1. **No REPL shell** — Interactive prompt mode missing entirely
2. **Model API not wired** — Tool loop service exists but can't call any model
3. **Task tool is in-memory only** — No process management, no persistence
4. **MCP protocol is 100% mocked** — Cannot connect to real MCP servers
5. **Skill execution is file reading only** — No actual skill engine
6. **Agent spawning is fake** — No real agent coordination
7. **Anthropic defaults hardcoded** — `api.anthropic.com` still in runtime path
8. **Model pricing data missing** — `model_cost.dart` is empty
9. **Chat tool loop not integrated** — ToolLoopService exists but unused
10. **25+ commands not ported** — Missing: bridge, ant-trace, backfill, daemon, etc.

---

## Parity Percentage Estimate

**Method:** Weighted by functional criticality

| Category | Weight | Actual | Contribution |
|----------|--------|--------|--------------|
| Core tools (file/bash/grep) | 15% | 100% | 15% |
| Permissions | 10% | 100% | 10% |
| API integration | 30% | 0% | 0% |
| Model/Chat loop | 20% | 0% | 0% |
| Web tools | 10% | 70% | 7% |
| Advanced tools (MCP/Tasks/Agents) | 15% | 5% | 1% |
| **TOTAL** | 100% | | **33%** |

**Honest estimate:** 33% parity (weighted by criticality)

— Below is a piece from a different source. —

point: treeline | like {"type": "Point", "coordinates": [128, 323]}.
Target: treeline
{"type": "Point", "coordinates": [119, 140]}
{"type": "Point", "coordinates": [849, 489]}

If weighted by line count instead: ~40% (lots of skeleton code)

**Reality check:** Can you run the tool loop? No. Can you interact with the model? No. Can you use REPL? No. → Functionally much lower, maybe 15-20%.

---

## Vendor Specificity Assessment

**Remaining Anthropic-specific code in active paths:**

1. `lib/src/api/api_client.dart:70` — Hardcoded `https://api.anthropic.com` default
2. `lib/src/tools/tool_loop_service.dart` — Tool definitions reference Claude-specific names
3. `lib/src/app.dart` — Model aliases include "opus", "sonnet", "haiku" (all Claude)
4. OpenRouter is the fallback provider, not a first-class option

**Vendor-neutral claim:** FALSE. Still biased toward Anthropic.

---

## Summary of Contradictions in Prior Reports

| Claim | Reality |
|-------|---------|
| "WebSearch/WebFetch are stubbed" | FALSE — They have real HTTP code, just untested |
| "Full parity achieved" | FALSE — REPL doesn't exist, model integration missing |
| "Vendor-neutral" | FALSE — Anthropic defaults still in code |
| "Task tool implemented" | FALSE — In-memory simulation only |
| "MCP integrated" | FALSE — 100% mocked responses |
| "25% parity" | Close, but should be 33% weighted by criticality |

---

## Recommendations for Final Code Fixes

1. **Remove Anthropic default from api_client.dart:70** — Use vendor-neutral logic or fail clearly
2. **Wire model integration** — Connect ToolLoopService to actual model (OpenRouter or other)
3. **Implement REPL** — Add interactive prompt loop in main
4. **Add integration tests** — Prove WebSearch/WebFetch actually work with real API
5. **Consolidate reports** — Delete PARITY_REPORT.md, IMPLEMENTATION_SUMMARY.md, parity_review.md, BRUTALLY_HONEST_PARITY_REPORT.md

---

## Files to Update/Delete

**Delete these outdated/contradictory reports:**
- [ ] PARITY_REPORT.md
- [ ] IMPLEMENTATION_SUMMARY.md
- [ ] BRUTALLY_HONEST_PARITY_REPORT.md
- [ ] parity_review.md
- [ ] CORRECTIVE_PASS_SUMMARY.md

**Keep only:**
- [ ] FINAL_PARITY_AUDIT.md (this document)

---

**Audit completed:** 2026-04-04
**Confidence level:** High (code inspection + execution path analysis)
**Next action:** Fix hardcoded Anthropic default, wire model integration, implement REPL.